From the biochemistry point of view, there are little evidences that suggest metabolic implications associated with ADD. Some studies suggest a correlation between cerebral hypoxia or anoxia and greater frequency of attention deficits and hyperactivity ^(4,5). ADD characteristics have been observed in children with epilepsy and seizure disorders ⁽⁶⁾.

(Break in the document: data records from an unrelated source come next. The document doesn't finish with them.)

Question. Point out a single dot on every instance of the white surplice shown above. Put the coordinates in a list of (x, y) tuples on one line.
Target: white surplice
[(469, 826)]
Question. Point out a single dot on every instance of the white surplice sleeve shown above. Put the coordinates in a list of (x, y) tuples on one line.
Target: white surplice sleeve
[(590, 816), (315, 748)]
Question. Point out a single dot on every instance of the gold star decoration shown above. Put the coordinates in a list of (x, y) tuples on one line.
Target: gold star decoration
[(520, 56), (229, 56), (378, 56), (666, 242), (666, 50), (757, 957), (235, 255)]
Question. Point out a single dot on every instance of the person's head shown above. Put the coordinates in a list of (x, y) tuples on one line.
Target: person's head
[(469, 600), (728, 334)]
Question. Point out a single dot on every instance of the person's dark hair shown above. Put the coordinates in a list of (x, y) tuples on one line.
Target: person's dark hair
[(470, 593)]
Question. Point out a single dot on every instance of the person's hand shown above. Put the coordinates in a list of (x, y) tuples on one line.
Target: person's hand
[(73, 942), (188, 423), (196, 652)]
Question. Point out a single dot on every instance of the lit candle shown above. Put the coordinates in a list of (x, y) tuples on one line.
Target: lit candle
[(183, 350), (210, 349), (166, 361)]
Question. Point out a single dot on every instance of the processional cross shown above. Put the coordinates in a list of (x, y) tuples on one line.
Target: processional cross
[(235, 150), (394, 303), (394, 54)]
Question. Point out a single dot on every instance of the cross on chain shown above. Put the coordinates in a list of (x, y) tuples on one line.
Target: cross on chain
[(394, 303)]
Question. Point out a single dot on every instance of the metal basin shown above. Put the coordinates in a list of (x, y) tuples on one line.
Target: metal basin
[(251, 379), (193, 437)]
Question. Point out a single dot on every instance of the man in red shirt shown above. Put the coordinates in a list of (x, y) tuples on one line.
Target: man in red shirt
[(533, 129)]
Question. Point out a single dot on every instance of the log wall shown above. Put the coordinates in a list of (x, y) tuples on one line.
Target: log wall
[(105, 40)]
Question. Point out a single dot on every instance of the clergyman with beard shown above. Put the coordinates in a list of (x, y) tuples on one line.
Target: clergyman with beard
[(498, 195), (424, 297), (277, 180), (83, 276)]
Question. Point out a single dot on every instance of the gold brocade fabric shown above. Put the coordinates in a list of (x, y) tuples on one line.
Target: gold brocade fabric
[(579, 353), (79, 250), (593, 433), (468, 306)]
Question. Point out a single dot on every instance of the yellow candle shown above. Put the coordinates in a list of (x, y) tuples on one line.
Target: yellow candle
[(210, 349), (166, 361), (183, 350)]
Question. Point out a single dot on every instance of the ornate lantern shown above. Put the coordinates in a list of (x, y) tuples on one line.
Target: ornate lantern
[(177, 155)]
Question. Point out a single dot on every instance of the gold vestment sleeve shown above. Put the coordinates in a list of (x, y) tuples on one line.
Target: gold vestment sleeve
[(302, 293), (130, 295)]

Previous imaging studies have tried to indicate which brain regions might miss or overfunction in ADD. Magnetic Resonance Imaging (MRI) has demonstrated that the size of the posterior vermis of the cerebellum was significant decreased in males with ADD ⁽⁷⁾ as well as significant loss of normal right/left symmetry in the caudate, smaller right globus pallidus, smaller right anterior frontal region and reversal of normal lateral ventricular asymmetry ⁽⁸⁾. Swanson et al. ⁽⁹⁾ report a 10% decrease in the basal ganglia size (caudate nucleus and globus pallidus) in ADD. Volumetric studies report localized hemispheric structural anomalies, which are concordant with models of abnormal frontal-striatum and parietal function ⁽¹⁰⁾. However the most relevant information comes from the frontal regions. Previous studies from Functional Magnetic Resonance Imaging (fMRI) suggest an inability of the basal ganglia in the right frontal-striatum circuitry in suppressing outgoing stimulus ⁽¹¹⁾ or subnormal activation of the prefrontal systems responsible for higher-order motor control ⁽¹²⁾. The executive functions and working memory observed in ADD children show similar patterns to those observed in patients with some kind of mistake in the function of the frontal lobe or in the neuroanatomic regions there projected. Positron Emission Tomography (PET) realized at the premotor and superior prefrontal cortex show decreased glucose metabolism in adults with ADD ⁽¹³⁾. On the other hand, many studies report differences in the Electroencephalogram (EEG) patterns in ADD. Thus, adolescents were found to have increased anterior EEG absolute theta activity and reduced posterior relative beta activity compared with controls. These support the continuation of a maturational lag and reduced cortical arousal in adolescent ADD ⁽¹⁴⁾. Concepts from Niedermeyer and Naidu have relationated EEG patterns in ADHD with, not a damaged but, a lazy frontal lobe, which results in uninhibited motor activity and disturbed attention ⁽¹⁵⁾.

The purpose of our work was to determine 1H Magnetic Resonance Spectroscopy (1H-MRS) profile in children with ADD and compare them with Healthy Children (HC) and to correlate the findings with EEG patterns on the frontal lobe of ADD children.